幸いなことにエンジンは無事かかり、彼氏と私は一目散にその場を後にしました。
その日は彼氏も私も、その出来事を一切言葉にすることができず、ただひたすらに家を目指し帰宅しました。
家に着いた頃には冷や汗でびっしょりになりながら、旅行とはまた別の疲れを感じていました。
それから数ヶ月後、彼氏と会うことになりました。
実は東北旅行の後、私も彼氏も仕事が忙しくなってしまった為、中々会うことができずにいました。
待ち合わせ場所の喫茶店に行くと、そこには前よりも少し痩せて疲れきった彼氏と、中年の女性が座っていました。
私が挨拶をすると、その女性は彼氏の叔母だと挨拶をしてくれました。一通り注文を終えると、叔母さんはゆっくりと口を開きました。
「あなたは体調に変化はない?」と私に尋ねてきました。
私が「はい、特に大丈夫です。」と答えると叔母さんは、彼氏が東北日帰り旅行に行った後から、変な夢を見ることが増えたり、常に誰かに見られているような視線を感じることがあるみたいと言いました。

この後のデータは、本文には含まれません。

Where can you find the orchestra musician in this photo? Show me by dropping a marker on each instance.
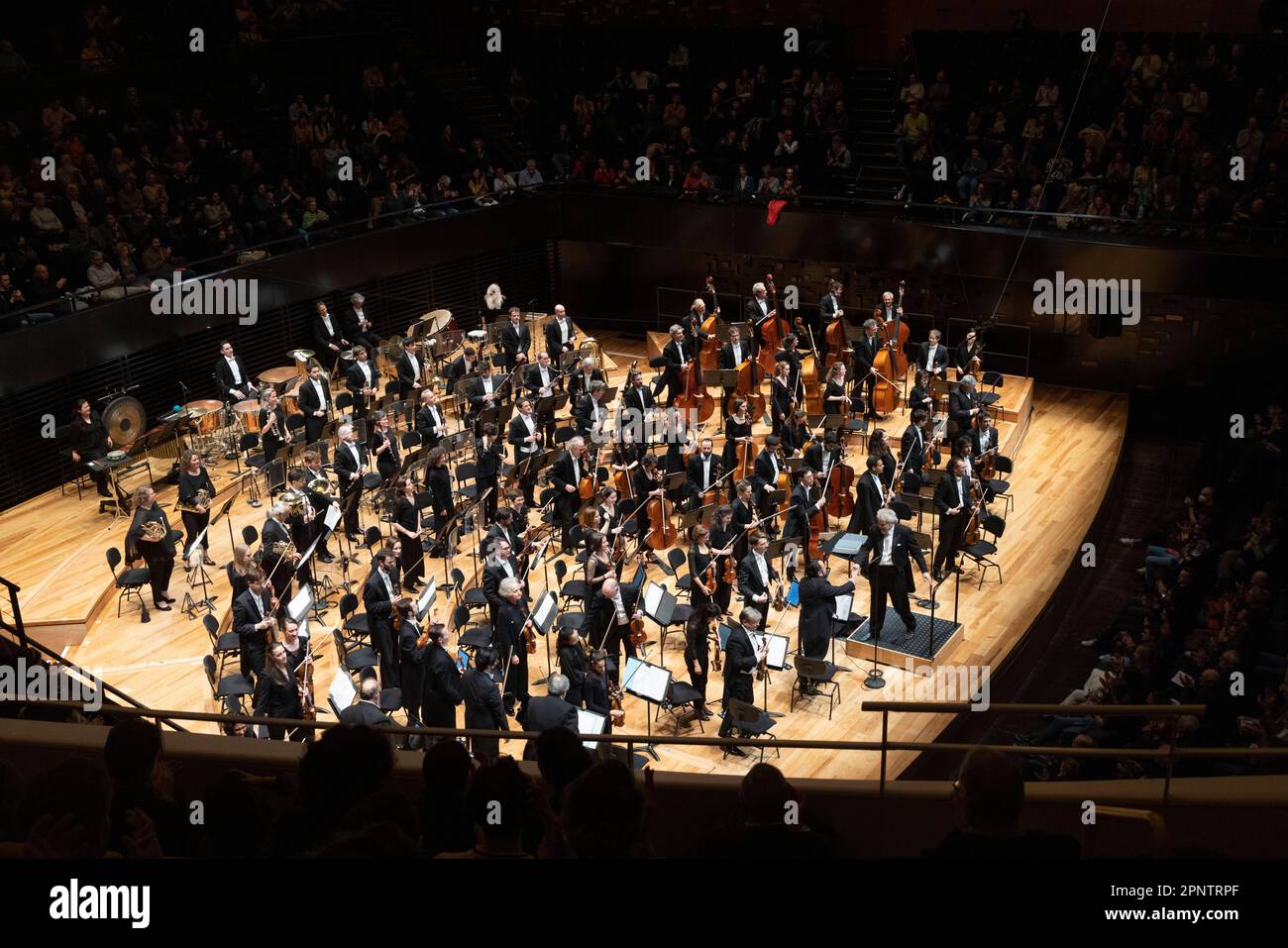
(566, 476)
(196, 518)
(235, 382)
(678, 355)
(703, 472)
(254, 614)
(159, 554)
(964, 403)
(382, 446)
(408, 369)
(561, 334)
(316, 403)
(782, 395)
(932, 357)
(524, 436)
(430, 424)
(507, 635)
(953, 504)
(273, 433)
(885, 561)
(463, 366)
(541, 380)
(364, 382)
(357, 326)
(741, 660)
(515, 340)
(378, 594)
(327, 334)
(969, 348)
(278, 693)
(488, 459)
(756, 574)
(349, 464)
(90, 442)
(407, 524)
(866, 350)
(697, 653)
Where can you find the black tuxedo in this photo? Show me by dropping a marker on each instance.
(515, 340)
(224, 375)
(894, 581)
(544, 714)
(750, 583)
(378, 607)
(254, 642)
(309, 403)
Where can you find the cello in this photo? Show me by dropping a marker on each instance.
(773, 327)
(709, 355)
(890, 363)
(833, 334)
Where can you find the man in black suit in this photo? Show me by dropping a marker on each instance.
(756, 575)
(314, 403)
(678, 355)
(932, 356)
(885, 561)
(441, 687)
(964, 404)
(349, 464)
(408, 369)
(327, 335)
(357, 326)
(366, 710)
(953, 504)
(464, 365)
(566, 476)
(866, 350)
(377, 597)
(550, 711)
(253, 620)
(515, 340)
(235, 381)
(603, 625)
(542, 380)
(507, 635)
(818, 605)
(561, 335)
(741, 660)
(483, 707)
(870, 497)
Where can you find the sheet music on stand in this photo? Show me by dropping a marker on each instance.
(645, 681)
(426, 599)
(778, 644)
(590, 723)
(300, 604)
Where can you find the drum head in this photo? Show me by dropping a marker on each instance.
(125, 419)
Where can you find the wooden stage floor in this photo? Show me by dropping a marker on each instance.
(53, 548)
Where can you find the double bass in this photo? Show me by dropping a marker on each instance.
(890, 363)
(773, 327)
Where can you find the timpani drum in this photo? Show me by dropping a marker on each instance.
(206, 415)
(248, 412)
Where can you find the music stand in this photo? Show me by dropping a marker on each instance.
(648, 682)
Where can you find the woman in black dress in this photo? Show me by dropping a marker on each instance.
(277, 693)
(407, 526)
(737, 428)
(192, 479)
(699, 558)
(90, 442)
(438, 481)
(572, 665)
(720, 537)
(382, 446)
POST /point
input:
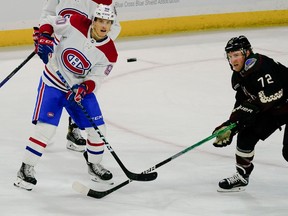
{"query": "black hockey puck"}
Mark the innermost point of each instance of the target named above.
(131, 59)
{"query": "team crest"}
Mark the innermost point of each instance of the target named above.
(250, 63)
(75, 61)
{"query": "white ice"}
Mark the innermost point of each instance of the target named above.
(171, 98)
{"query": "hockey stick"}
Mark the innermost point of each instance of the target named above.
(130, 175)
(80, 188)
(17, 69)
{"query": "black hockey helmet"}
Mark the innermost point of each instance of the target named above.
(238, 43)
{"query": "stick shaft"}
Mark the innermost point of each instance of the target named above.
(17, 69)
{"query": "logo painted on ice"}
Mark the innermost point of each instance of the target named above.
(75, 61)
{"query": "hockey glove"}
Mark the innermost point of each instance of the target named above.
(225, 138)
(45, 47)
(35, 37)
(77, 93)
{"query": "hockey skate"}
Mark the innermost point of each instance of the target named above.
(75, 141)
(97, 172)
(237, 182)
(25, 177)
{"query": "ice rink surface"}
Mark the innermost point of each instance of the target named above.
(172, 97)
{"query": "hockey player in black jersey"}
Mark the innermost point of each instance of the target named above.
(261, 107)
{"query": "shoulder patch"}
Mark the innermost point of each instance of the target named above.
(249, 63)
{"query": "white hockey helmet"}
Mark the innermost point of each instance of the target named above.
(105, 12)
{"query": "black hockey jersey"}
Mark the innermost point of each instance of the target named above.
(261, 86)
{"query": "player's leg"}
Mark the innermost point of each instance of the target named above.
(244, 166)
(75, 141)
(46, 116)
(246, 141)
(94, 144)
(285, 144)
(94, 154)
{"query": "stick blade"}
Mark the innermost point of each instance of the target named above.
(143, 176)
(80, 188)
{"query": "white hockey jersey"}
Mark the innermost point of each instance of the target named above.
(86, 8)
(78, 56)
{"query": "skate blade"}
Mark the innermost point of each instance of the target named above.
(20, 183)
(72, 146)
(98, 180)
(236, 189)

また、最近は体が重く感じて急に高熱を出したり、寝ている時に誰かが上にのっているような感じもするとのことで、霊感が強い叔母さんに相談をしてきたとのことでした。
私はその話を聞いて、とても怖くなりました。
実は私も東北日帰り旅行の後から、見えない何かに追いかけられる夢を見たり、誰もいないはずなのに人の気配を感じることが増えたのです。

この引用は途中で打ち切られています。